A critical factor in the split is dissatisfaction with what the state affiliates say is a top-down, unilateral decision-making process. As Scott Palmer, communications specialist for the Oregon Nurses Association, stated, "We joined the UAN believing it would be democratic and inclusive and operate with transparency, but that's not what is happening and the states are being ignored[horizontal ellipsis]. We do recognize the value of a national voice for nurses, but [the] UAN isn't that voice."


In a letter sent to the UAN November 16, the four state associations charge that the UAN has "strayed from the principles of democracy, professionalism, and representation" and question the "integrity and judgement of current UAN leadership." The letter also put forth six demands, including the immediate dismissals of the executive director and the law firm and an audit of the union's finances.

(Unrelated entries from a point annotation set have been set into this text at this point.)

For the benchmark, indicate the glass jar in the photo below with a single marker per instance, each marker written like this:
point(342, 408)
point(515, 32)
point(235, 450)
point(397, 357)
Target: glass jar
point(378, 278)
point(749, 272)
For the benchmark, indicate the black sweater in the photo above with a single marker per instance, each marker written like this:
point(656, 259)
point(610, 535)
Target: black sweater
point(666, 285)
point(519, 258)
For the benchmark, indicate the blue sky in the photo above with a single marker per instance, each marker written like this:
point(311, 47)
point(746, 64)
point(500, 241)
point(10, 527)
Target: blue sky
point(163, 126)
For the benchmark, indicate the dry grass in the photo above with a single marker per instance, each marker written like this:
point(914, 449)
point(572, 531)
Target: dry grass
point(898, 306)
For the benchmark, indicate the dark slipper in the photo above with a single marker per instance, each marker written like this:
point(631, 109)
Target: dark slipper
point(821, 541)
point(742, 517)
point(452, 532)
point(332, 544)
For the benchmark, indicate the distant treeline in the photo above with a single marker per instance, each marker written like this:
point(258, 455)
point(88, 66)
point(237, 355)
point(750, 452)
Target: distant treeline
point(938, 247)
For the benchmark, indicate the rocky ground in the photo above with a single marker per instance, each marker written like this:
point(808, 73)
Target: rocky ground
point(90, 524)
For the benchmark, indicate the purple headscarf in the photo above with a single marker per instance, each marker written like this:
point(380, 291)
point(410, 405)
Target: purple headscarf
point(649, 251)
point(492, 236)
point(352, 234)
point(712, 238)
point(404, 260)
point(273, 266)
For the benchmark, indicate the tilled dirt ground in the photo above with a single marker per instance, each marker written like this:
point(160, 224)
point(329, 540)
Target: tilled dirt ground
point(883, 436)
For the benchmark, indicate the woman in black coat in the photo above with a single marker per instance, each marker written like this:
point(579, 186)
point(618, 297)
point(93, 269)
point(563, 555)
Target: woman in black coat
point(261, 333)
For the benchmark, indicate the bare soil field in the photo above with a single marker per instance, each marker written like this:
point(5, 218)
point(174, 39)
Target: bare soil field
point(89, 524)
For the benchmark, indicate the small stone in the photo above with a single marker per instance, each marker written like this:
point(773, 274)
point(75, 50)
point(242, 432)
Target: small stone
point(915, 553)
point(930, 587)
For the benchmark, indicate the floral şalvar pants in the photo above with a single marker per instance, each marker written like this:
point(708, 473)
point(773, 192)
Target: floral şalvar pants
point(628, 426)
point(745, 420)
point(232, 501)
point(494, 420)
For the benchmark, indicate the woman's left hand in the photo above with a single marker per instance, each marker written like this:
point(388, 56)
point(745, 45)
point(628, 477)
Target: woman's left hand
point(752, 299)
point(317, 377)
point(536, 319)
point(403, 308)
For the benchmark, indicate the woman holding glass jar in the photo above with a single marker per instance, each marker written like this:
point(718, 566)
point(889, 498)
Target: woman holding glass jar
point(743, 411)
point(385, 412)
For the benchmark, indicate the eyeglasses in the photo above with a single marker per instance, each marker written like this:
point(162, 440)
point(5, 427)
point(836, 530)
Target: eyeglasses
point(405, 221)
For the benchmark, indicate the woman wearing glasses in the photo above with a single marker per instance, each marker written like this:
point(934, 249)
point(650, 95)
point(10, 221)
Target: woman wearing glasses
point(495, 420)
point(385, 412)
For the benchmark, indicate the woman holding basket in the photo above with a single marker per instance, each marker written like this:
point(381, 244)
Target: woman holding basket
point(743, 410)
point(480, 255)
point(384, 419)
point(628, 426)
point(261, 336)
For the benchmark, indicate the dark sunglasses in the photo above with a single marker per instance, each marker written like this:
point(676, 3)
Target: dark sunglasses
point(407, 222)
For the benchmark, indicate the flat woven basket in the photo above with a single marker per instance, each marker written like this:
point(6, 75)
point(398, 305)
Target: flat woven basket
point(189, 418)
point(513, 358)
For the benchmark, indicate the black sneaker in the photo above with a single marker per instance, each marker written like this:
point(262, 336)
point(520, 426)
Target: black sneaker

The UAN responded November 30, rejecting the letter's demands and asking for parties to attend a "unity meeting" of all affiliates on December 6 to discuss issues. According the UAN, representatives of the four states walked out of the meeting.


A spokesperson for the UAN was unavailable for comment, but in a prepared statement to AJN, UAN executive director Susan Bianchi-Sand noted, "By splitting [from the UAN], leaders in these four states are abandoning a coordinated, powerful national staff nurse voice-which is exactly what is needed right now to fix our health care system."